Postpartum thyroiditis is a syndrome of transient or permanent thyroid dysfunction occurring in the first year after delivery and based on an autoimmune inflammation of the thyroid. The prevalence ranges from 5-7%. We discuss the role of antibodies (especially thyroid peroxidase antibodies), complement, activated T cells, and apoptosis in the outbreak of postpartum thyroiditis. Postpartum thyroiditis is conceptualized as an acute phase of autoimmune thyroid destruction in the context of an existing and ongoing process of thyroid autosensitization. From pregnancy an enhanced state of immune tolerance ensues. A rebound reaction to this pregnancy-associated immune suppression after delivery explains the aggravation of autoimmune syndromes in the puerperal period, e.g., the occurrence of clinically overt postpartum thyroiditis.

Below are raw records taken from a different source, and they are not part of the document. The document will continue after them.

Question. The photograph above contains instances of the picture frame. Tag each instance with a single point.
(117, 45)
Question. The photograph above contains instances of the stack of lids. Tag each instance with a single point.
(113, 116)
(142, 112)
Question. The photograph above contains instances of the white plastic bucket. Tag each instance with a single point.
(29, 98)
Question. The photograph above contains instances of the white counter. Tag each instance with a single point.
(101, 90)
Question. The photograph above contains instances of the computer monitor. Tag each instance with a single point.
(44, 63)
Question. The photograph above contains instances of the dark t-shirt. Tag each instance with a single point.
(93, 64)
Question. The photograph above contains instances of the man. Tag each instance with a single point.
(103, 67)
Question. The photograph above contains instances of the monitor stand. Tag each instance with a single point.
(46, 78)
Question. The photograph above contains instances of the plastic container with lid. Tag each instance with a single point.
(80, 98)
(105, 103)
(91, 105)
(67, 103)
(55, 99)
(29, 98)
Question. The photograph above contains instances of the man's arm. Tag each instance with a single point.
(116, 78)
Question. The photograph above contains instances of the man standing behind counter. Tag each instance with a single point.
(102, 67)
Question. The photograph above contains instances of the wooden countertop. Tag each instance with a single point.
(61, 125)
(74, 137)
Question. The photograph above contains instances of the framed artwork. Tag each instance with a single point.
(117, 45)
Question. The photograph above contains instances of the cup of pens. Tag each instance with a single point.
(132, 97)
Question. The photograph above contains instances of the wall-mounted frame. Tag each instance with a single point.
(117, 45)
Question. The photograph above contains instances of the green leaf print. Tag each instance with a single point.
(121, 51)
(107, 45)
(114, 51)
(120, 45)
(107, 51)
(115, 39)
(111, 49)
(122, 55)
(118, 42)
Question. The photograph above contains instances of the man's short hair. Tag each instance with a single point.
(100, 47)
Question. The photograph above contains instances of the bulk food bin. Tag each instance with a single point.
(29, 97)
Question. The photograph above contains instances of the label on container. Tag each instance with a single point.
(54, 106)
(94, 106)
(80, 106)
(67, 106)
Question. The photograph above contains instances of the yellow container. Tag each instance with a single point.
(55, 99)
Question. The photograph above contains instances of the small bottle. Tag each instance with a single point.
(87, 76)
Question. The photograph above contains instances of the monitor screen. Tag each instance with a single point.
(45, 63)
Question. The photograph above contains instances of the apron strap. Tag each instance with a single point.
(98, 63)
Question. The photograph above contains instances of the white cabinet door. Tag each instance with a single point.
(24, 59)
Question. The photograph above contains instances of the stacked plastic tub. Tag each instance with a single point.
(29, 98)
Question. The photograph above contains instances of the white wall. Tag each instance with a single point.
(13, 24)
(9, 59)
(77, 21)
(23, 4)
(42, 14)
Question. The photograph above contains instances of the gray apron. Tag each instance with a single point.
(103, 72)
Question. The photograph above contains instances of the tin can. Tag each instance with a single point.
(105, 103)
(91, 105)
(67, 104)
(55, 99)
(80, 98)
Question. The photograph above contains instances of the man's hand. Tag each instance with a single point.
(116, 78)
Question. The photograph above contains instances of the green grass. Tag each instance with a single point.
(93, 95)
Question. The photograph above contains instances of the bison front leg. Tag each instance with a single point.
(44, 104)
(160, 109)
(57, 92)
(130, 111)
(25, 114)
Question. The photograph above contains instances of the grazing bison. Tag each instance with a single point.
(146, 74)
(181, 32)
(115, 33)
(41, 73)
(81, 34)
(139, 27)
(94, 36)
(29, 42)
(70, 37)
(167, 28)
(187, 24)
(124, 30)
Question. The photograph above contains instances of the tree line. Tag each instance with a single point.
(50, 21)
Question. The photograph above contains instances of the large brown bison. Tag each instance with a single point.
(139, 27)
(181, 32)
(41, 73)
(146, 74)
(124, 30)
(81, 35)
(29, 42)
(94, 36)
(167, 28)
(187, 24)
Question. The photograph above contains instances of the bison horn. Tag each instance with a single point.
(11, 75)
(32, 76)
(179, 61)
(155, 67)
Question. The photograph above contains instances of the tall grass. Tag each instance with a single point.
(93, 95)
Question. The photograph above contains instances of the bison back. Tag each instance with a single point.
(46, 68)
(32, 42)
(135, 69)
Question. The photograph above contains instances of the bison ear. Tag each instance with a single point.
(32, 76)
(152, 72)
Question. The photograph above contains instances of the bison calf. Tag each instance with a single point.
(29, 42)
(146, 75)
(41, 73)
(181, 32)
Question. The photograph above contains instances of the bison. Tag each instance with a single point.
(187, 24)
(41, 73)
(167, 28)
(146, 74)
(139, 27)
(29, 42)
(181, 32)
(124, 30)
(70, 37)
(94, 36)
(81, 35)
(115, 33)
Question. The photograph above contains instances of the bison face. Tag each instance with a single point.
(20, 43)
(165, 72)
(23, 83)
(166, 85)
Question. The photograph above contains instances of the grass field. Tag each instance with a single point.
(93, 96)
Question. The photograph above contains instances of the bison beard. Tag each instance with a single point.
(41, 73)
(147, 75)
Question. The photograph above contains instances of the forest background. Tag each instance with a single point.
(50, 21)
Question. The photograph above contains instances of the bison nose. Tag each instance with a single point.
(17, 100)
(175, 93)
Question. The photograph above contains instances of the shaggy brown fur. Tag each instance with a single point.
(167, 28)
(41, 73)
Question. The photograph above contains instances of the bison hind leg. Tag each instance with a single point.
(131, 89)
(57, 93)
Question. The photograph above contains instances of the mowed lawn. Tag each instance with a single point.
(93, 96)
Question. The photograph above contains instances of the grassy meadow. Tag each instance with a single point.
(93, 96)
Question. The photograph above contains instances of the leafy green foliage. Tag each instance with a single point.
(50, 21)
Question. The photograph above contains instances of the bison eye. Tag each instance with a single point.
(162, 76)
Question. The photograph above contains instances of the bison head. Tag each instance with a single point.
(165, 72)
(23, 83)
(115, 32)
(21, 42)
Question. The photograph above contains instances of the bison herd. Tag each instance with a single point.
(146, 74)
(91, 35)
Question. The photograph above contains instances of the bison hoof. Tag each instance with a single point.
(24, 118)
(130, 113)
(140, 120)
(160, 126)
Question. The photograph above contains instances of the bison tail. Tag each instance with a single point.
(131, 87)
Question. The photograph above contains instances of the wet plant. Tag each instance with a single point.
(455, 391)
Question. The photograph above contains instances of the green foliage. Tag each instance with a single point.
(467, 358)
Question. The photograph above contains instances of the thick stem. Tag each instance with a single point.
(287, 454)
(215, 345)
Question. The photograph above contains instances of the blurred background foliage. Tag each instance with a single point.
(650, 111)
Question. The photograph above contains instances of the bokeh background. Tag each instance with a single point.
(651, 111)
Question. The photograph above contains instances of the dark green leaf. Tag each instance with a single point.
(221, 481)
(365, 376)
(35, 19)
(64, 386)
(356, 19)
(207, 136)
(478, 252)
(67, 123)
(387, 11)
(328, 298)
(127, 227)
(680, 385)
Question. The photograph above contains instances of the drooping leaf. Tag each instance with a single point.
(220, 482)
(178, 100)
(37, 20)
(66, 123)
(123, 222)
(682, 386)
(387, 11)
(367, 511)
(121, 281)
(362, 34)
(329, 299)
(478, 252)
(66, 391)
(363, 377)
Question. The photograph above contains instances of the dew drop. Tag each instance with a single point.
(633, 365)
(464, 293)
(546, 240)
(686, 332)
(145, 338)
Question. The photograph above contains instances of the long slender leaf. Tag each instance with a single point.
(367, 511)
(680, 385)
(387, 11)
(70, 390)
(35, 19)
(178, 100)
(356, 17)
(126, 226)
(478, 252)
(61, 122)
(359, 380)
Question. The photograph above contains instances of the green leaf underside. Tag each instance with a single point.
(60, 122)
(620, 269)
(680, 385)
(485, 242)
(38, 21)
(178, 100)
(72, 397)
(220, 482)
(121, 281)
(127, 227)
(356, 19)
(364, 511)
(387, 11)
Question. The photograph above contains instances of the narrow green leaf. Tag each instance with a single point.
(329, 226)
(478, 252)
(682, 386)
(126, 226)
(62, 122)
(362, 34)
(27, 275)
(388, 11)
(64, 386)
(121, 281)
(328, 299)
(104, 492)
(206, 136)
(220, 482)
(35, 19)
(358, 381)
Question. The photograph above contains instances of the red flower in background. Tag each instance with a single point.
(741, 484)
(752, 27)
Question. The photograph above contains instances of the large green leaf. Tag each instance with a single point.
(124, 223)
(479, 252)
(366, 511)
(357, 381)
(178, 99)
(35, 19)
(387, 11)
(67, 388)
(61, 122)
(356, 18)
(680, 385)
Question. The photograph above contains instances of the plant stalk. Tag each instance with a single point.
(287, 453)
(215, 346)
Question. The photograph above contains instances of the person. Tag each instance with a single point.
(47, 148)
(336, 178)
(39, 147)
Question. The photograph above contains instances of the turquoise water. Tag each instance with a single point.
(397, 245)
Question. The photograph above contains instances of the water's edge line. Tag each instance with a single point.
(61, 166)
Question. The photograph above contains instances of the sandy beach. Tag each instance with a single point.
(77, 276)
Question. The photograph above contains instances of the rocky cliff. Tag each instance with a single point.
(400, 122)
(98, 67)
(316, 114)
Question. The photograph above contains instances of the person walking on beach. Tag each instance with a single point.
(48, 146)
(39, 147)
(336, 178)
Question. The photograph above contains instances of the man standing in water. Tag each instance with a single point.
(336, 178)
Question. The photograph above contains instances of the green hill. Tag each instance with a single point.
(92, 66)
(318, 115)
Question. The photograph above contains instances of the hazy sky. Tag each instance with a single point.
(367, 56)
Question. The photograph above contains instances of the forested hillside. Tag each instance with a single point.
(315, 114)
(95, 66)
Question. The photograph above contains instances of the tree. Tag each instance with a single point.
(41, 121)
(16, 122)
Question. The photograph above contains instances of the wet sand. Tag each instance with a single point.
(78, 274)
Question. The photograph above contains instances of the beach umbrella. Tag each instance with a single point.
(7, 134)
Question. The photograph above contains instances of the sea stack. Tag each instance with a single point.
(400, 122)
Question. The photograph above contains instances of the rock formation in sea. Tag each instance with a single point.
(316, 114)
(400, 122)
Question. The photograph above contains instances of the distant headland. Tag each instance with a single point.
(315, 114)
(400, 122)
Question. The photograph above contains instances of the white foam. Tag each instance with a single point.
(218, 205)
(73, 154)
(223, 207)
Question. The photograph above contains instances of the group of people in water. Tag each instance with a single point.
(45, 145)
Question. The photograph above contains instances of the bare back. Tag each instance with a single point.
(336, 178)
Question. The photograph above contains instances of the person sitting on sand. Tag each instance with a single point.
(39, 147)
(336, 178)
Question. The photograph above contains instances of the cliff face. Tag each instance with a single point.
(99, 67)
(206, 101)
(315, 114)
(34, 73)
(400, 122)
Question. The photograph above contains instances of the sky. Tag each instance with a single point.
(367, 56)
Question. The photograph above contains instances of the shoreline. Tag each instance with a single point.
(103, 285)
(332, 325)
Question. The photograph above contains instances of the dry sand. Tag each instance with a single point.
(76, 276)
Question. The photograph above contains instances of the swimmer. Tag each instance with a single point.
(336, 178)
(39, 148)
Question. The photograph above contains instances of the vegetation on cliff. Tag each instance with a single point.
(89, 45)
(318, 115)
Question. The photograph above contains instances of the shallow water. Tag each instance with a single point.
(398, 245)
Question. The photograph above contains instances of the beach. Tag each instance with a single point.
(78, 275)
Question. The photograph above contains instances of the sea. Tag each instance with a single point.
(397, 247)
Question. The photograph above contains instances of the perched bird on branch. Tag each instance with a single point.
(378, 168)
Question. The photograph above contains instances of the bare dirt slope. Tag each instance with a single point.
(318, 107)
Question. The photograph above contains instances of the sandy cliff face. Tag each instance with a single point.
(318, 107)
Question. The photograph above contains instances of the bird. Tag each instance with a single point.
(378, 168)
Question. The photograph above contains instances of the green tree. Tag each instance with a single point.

Low thyroid reserve due to autoimmune thyroiditis is increasingly recognized as a serious health problem. 1) Thyroid autoimmunity increases the probability of spontaneous fetal loss. 2) Thyroid failure due to autoimmune thyroiditis-often mild and subclinical-can lead to permanent and significant impairment in neuropsychological performance of the offspring. 3) Evidence is emerging that as women age subclinical hypothyroidism-as a sequel of postpartum thyroiditis-predisposes them to cardiovascular disease. Hence, postpartum thyroiditis is no longer considered a mild and transient disorder. Screening is considered.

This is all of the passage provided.